Reencontrarse con Gálvez es como tomar unas cañas con ese buen amigo al que hace tiempo que no ves, y del que no te acordabas que lo echabas de menos.
La novela arranca con un curioso negocio en las cuevas asturianas, una especie de parque temático basado en Atapuerca, y acaba en la sabana africana, desmantelando una red de trata de albinos y con un cameo final de alto postín.
Ni el autor ha perdido la gracia escribiendo ni se deja de querer a este periodista metido a detective al que le pasan las cosas más inverosímiles pese a ser lo contrario de un tipo duro.
Totalmente disfrutable.
Era una buena fórmula. Cualquier otra frase habría quedado absurda en aquellos momentos en que todas las conversaciones comenzaban con cifras de déficit, ejemplos de personas conocidas que habían perdido su empleo, tasas de paro juvenil y devastadores anuncios sobre el porcentaje esperado de crecimiento negativo de la economía española.
Charlamos de asuntos de poca consistencia y le mentí sobre mi estancia en Asturias. Le dije que había vuelto a Madrid para continuar el trabajo con una prospección de mercado en el nicho de los parques temáticos.
—Pero ¿tú sabes lo que es un nicho de mercado?
—Bueno, ya lo he aprendido. Otra cosa es que sepa encontrarlos. También sé qué es un emprendedor. Al parecer es lo que se
espera de cualquier ciudadano que esté dispuesto a perder todos sus derechos laborales y a invertir el dinero de su madre en alguna actividad relacionada con la tecnología. Yo tengo dos problemas para eso: mi madre no me dejó un duro y no sé nada de tecnología. Por lo demás, ya sabes que me gusta el riesgo inversor, la exploración de nuevos terrenos…
—Me consta, Gálvez, me consta, no te esfuerces más. ¿Te apetece una ensalada de frutos secos con escarola?
Por supuesto que no me apetecía. Estaba hambriento, porque me había saltado la comida. Pero no tenía otra salida que mostrar mi acuerdo. Logré negociar un suplemento de dos huevos revueltos y bajé a un local chino a comprar pan mal cocido, para evitar el pan integral que consumía Maribel, el único que me gustaba menos que el fabricado por los orientales.

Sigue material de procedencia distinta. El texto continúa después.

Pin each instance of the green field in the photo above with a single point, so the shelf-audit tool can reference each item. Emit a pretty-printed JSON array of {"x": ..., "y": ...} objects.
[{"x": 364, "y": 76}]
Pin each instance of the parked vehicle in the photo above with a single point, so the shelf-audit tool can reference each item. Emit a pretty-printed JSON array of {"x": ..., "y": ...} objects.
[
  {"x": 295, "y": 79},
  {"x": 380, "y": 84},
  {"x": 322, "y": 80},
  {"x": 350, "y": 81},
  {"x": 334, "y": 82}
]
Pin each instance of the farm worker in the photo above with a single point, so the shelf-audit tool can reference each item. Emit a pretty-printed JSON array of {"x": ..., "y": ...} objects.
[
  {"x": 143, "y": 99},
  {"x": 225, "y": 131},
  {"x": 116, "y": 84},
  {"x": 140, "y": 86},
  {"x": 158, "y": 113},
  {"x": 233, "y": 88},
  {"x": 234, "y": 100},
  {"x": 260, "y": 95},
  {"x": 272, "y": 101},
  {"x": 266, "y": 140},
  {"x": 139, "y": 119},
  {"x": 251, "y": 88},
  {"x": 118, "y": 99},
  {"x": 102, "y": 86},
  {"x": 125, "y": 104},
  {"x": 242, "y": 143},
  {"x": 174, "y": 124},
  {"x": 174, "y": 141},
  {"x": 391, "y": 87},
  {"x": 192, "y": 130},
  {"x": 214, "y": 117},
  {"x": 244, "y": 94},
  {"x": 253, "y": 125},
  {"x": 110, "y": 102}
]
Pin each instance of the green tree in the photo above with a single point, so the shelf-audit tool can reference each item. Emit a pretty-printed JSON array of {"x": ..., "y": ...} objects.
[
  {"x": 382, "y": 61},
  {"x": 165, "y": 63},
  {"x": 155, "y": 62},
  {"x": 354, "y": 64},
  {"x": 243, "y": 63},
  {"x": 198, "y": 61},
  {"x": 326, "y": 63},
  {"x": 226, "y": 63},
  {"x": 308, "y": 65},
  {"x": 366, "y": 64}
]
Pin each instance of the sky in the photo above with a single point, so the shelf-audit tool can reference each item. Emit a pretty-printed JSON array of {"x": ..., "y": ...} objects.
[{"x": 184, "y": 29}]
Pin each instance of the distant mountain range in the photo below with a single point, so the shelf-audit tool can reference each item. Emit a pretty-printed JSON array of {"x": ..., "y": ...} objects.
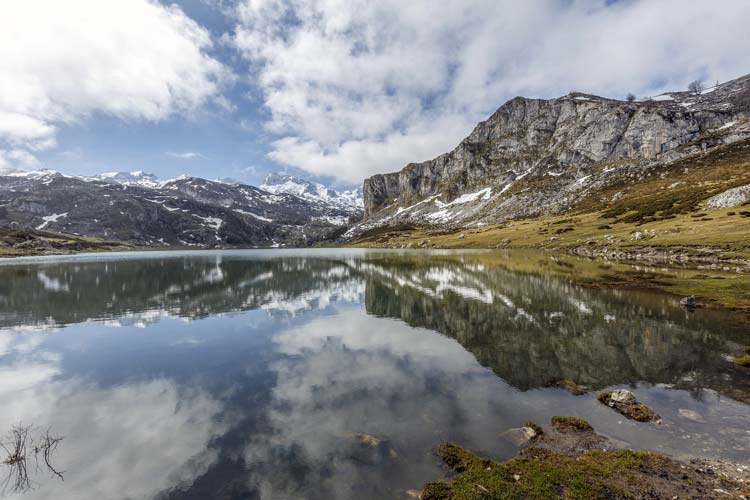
[
  {"x": 137, "y": 207},
  {"x": 633, "y": 161}
]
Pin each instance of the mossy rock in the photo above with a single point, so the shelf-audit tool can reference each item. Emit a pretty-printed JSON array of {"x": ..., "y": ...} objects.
[
  {"x": 540, "y": 473},
  {"x": 563, "y": 424},
  {"x": 630, "y": 407},
  {"x": 536, "y": 428}
]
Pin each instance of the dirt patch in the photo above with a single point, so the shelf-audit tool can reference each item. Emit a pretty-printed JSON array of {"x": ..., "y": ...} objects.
[{"x": 579, "y": 463}]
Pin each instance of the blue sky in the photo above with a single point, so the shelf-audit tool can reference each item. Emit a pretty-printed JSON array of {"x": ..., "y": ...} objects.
[{"x": 327, "y": 89}]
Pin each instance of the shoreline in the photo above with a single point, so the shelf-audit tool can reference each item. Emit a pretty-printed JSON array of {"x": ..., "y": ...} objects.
[{"x": 716, "y": 278}]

En el barrio de Maribel ya no se abrían locales comerciales que no fueran propiedad de ciudadanos chinos, los precursores de la vuelta a la mano de obra esclava que los gobernantes, los banqueros y los patronos europeos reclamaban por aquel entonces con notable éxito: los que tenían que perder todos sus derechos laborales votaban a quienes lo exigían. En un comercio chino, mientras se hace la compra, se puede meditar sobre eso, e imaginarse a uno mismo durmiendo bajo el mostrador para resultar menos costoso al dueño. ¡Qué patriotismo laboral! Mientras me cobraban la barra de pan crudo, pensé que si algún día los chinos aprendieran a cocer el pan, ya nada se les opondría.